So does that end the naive fantasy that anyone with a free-ranging intellect could use the Web to inquire about subjects of interest without the subtle infusion of advertising? Maybe. Maybe not. But most people apparently do not have the inclination or knowledge to employ tools and techniques to circumvent and, if they did, the advertising-supported model would be in jeopardy.

Turow first takes us on a trip though the history of the Web which, I think, should be required reading in every high school in the land. He cogently relates how the Web was unmoored from its noncommercial beginnings by visionary marketers who, after 20 years of unceasing research and innovation, have turned the Web experience for most people into a glitzy casino of intrusive billboards and, coincidentally, their computers into cesspools of cookie data and local storage. His observation that the firewall between editorial content and advertising is developing gaping holes and may soon be wholly breached is no surprise to anyone who has watched TV in recent years.

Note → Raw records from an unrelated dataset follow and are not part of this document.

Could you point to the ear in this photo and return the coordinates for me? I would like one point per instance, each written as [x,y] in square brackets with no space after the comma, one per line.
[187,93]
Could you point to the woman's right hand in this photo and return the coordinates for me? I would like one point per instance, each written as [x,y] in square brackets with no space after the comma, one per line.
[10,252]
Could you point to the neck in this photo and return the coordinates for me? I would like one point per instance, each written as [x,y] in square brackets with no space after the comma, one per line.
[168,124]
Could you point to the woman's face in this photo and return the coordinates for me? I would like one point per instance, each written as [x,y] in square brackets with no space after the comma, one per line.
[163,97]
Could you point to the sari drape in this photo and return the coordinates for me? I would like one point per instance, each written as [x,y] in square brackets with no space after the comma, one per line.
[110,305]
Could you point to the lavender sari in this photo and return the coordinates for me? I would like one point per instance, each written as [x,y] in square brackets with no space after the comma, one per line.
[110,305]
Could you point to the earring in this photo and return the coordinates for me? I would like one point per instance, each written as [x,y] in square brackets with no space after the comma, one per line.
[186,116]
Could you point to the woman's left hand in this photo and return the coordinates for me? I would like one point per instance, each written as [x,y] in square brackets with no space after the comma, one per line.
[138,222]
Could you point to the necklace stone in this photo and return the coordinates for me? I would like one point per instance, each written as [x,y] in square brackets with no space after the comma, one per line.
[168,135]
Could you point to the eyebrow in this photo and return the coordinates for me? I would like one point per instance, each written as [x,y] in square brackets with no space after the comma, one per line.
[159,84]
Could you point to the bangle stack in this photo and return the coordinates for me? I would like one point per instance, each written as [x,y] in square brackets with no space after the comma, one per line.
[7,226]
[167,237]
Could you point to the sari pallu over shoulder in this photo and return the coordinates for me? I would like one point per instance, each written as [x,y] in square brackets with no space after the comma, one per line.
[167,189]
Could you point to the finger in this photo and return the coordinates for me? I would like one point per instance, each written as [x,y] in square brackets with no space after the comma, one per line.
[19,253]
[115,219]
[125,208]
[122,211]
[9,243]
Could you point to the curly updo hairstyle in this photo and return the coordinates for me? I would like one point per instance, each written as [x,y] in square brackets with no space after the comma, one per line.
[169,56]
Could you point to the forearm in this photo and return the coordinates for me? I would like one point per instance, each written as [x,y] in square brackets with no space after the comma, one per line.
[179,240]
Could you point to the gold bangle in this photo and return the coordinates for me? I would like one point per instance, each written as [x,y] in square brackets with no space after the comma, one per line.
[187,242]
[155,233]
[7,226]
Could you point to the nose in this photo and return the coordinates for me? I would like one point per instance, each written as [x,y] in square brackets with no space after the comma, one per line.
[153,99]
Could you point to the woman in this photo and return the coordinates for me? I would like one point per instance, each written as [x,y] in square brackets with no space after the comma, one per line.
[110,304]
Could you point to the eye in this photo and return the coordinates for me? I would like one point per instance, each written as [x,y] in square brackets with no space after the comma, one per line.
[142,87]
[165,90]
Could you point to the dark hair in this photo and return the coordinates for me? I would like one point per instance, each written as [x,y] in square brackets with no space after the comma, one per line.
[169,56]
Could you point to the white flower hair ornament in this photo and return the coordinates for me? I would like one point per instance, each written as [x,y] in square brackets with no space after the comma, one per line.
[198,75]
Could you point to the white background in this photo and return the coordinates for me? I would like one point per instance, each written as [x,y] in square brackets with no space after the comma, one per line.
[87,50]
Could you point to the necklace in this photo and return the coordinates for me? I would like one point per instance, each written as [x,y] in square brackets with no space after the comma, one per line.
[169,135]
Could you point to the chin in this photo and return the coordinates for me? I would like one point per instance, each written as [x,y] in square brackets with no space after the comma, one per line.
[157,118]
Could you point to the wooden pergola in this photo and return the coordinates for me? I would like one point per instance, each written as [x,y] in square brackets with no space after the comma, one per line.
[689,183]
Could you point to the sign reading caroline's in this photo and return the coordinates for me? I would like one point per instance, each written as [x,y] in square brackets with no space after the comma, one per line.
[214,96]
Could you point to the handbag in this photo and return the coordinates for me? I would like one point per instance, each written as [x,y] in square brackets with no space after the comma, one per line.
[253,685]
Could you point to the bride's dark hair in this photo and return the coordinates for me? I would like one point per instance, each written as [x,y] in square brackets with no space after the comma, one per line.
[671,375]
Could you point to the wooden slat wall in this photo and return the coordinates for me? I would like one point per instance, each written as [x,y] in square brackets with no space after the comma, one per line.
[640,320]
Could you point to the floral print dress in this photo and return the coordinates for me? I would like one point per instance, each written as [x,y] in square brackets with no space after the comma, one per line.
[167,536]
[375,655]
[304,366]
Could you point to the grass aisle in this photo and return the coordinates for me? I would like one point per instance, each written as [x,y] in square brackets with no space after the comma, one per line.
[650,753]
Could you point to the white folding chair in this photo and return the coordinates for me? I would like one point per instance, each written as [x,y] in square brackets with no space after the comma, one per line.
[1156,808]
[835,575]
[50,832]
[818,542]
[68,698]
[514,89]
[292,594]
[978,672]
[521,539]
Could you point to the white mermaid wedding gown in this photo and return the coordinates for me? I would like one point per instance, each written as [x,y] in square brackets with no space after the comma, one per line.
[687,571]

Turow's lengthy discussion about cookies and the emergence of data-driven advertising networks is informative but doesn't mention the techniques used by political campaigns, which now spend billions in online advertising.

He understandably neglects to suggest actions the reader can take to regain some measure of control over their web experience. These sorts of tools have very short shelf-lives and would render his book quickly obsolete. Too bad, because I'm sure many readers will be wondering how to escape.

"The Daily You" is well-written, thoroughly researched and worth your time if it falls within your scope of interests. I hope there is a sequel.